I could tell that Tom was struggling between being polite and telling me he didn’t care. He made a gesture with his hand, which I took as a signal to keep going.

“I’d been there for a while, and eventually they trusted me to do the cashing up in the evenings. We took in more money than you’d think in a day. I got a commission too, which was nice. If a girl came in on her own you could usually make a little sale, if you did their makeup nicely and complimented their skin. It was better if a man came in, becausethey never had a clue, and if you shook your head and gave them a certain look they’d be shamed into spending more. But the best was when a girl would come in with her man. I always took my time then, when I did her makeup. I’d pick the nicest colors and blend it so carefully; it looked like a second skin. And she’d look so beautiful when I was done, and her man would look at her and pay whatever she wanted. Mind—I think it wasn’t that he handed over the money because of how good she looked. I think it’s because a man will do a lot if they think that a girl can’t do without them: the girlhadto have the makeup, and he had to be the one to give it to her.”
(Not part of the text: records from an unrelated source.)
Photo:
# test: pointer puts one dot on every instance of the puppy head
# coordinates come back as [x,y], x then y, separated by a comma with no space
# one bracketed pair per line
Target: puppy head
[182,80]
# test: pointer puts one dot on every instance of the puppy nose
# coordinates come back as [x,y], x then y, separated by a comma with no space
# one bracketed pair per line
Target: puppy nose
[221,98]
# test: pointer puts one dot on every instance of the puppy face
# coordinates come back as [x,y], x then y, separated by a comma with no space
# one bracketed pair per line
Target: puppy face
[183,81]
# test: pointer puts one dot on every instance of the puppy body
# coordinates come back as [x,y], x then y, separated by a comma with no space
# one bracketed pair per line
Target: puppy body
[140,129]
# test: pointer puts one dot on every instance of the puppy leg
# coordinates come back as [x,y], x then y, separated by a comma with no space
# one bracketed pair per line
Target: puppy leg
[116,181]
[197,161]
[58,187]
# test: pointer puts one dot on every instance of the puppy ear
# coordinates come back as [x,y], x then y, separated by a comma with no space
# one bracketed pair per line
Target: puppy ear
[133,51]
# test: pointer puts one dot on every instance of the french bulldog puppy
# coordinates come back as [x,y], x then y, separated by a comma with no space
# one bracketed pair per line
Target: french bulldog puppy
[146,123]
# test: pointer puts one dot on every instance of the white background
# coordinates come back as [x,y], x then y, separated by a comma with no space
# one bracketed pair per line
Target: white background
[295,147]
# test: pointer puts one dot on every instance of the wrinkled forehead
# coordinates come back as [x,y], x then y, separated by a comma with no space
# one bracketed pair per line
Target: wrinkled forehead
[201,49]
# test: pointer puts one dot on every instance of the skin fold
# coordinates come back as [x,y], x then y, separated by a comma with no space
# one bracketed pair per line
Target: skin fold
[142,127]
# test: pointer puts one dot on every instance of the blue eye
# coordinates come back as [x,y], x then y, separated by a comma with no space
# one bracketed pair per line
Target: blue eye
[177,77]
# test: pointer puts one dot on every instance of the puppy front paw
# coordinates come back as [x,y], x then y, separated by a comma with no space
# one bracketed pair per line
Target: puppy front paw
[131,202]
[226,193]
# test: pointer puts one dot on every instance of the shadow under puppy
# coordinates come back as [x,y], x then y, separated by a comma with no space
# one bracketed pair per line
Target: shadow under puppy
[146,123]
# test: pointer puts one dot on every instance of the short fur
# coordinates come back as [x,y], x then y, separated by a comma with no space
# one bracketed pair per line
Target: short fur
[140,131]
“Could you get to the point, please.”

“Well, as I said, eventually I was allowed to cash up at night. At first, I did it with someone else, and then I did it on my own. Sometimes it was fine, but sometimes it was wrong—the numbers weren’t right. I’d stay there for ages after closing, trying to make it right. Well, eventually I stopped trying to sort it out. Nothing seemed to happen either way. Wasn’t that stupid of me? After a couple of months, the accountant rang the manager and said they’d noticed that the figures were off when I was closing. The manager accused me of stealing from the till. I was outraged at the accusation and threatened to quit. Then they looked at the camera footage, and said that they knew I wasn’t stealing. But they couldn’t understand why the numbers were consistently being filed incorrectly. The manager, owner, and accountant made me go through exactly how I did it, with a calculator, and I was talking for ages, going through it step by step, and when I finally looked up, I saw that the accountant was staring at me, and the others just looked embarrassed. I’d been adding up the numbers wrong, you see. Some of the numbers the computer does automatically, and some you need to add up yourself, with the calculator. But I had been adding up those ones wrong. Simple stuff, too. Simple enough that I didn’t realize I needed a calculator. I thought that six plus seven was fourteen, and I thought that eight and nine was sixteen. The accountant had to tell me that my addition was wrong. I asked if I was in trouble, and they said no, but I’d better stick to only doing makeup. The seventeen-year-old school dropout does the cash instead, now. Well, isn’t that embarrassing?”

He looked uncomfortable. I finished my glass of champagne. I dearly would have liked another glass, but I wanted to stay as alert as possible. He held his half-full glass in both hands, as though worried that I might reach across and take it from him. He topped up his own glass and not mine, then ate a few more bites of his dessert. Then he said, “I’m going to check and see if the big screen is back on.”

He was gone for only a few seconds. While I was telling my story, the sun had set, and the temperature was dropping rapidly. We would have to go in soon. He returned, but didn’t take a seat, and instead took his glass of champagne and drank it, standing. “Well?” I said. “Is it on, yet?”

He nodded. I tried to keep my face neutral.

“What’s the task?”

“Guess to the nearest hour how long until Christmas Day. Stupid, isn’t it?”